In a speech in Vancouver Lipsky said both the general public and financial market professionals were shocked by the scale and scope of public support that has been required to stabilize the financial system over the past two years. The huge public support helped to avoid more serious damage, but the eventual net cost of intervention remains uncertain.
At a summit in Pittsburgh in September, leaders of the G20 industrial and emerging market countries tasked the IMF with preparing a report in time for their June 2010 meeting. This will set out a range of options countries have adopted or are considering as to how the financial sector could make a fair and substantial contribution toward paying for any burdens associated with government interventions to repair the banking system. A preliminary version will be prepared for discussion at the April 2010 G20 ministerial meeting.

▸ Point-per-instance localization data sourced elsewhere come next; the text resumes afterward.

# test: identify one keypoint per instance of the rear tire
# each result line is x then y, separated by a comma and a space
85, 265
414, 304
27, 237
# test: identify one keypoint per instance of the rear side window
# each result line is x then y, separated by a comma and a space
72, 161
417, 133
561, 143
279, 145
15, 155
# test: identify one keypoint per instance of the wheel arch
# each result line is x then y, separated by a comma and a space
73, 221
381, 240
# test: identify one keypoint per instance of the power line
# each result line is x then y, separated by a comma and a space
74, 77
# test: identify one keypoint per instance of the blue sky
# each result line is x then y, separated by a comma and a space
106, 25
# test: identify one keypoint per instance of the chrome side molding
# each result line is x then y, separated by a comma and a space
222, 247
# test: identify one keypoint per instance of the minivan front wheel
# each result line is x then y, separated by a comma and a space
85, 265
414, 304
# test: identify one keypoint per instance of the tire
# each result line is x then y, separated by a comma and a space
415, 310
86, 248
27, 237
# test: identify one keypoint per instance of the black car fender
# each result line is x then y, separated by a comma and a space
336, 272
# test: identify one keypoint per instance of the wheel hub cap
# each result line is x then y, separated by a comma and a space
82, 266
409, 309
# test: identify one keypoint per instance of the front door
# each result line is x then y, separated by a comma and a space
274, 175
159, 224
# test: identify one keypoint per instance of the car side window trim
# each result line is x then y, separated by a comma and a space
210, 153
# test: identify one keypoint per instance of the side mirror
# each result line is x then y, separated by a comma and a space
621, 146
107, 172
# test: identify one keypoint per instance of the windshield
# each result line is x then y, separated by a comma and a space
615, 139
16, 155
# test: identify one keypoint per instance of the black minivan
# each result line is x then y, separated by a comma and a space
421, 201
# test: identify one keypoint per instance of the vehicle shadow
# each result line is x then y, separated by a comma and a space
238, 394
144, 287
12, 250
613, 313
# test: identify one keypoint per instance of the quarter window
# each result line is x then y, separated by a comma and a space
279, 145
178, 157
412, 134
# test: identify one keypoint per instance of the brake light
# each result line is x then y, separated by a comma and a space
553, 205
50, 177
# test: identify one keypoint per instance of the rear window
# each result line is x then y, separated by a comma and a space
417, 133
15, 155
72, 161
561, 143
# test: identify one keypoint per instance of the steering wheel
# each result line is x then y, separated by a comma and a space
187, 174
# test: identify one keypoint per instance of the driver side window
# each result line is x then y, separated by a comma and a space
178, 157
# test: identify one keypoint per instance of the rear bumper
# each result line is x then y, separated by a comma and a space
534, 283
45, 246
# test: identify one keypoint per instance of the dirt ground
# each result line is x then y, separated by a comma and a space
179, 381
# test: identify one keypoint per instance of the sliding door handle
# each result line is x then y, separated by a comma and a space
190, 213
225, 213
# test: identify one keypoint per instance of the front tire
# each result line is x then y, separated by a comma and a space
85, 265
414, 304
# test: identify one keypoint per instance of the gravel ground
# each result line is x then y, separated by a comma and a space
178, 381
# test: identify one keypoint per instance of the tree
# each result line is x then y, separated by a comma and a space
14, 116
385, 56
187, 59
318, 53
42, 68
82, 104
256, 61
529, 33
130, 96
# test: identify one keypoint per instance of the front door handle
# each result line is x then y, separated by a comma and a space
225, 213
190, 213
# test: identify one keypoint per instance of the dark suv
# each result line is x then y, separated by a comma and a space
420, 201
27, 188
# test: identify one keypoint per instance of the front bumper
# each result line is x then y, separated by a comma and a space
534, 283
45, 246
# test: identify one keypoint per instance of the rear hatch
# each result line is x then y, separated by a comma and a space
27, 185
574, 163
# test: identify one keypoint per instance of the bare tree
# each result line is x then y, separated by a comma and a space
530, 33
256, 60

IMF Managing Director Dominique Strauss-Kahn warned in London last month that there would be no public appetite for any future bailouts. ‘Let me say that the financial sector should contribute to the cost of the rescue and to limiting recourse to public financing in the event of a future crisis. I suggest this for practical reasons because, in my view, there would not be political support in parliaments for a rescue on the scale we have seen during this crisis.’
Complex issue
‘This is a complex and contentious issue, ‘Lipsky said in his speech at the November 30 event organized by the Bank of Canada. ‘ But despite the acceptance of the idea that deposit insurance is typically paid by a banking levy, this topic up to now has received surprisingly little systematic attention and analysis. In particular, there is an obvious trade-off between introducing more constraining regulation - that could limit prospective risks, but reduce the scope for the financial system to allocate capita - and creating mechanisms to compensate for the potential cost of risk mitigation.’
Lipsky, who is heading an IMF group tasked with preparing the report, pointed out that there were two separate issues under debate:
• Whether and how to recoup the costs of the net support already provided
• How to create a mechanism to cope with potential future costs.
‘Both issues are relevant and related, but they need to be analyzed independently,’ he added.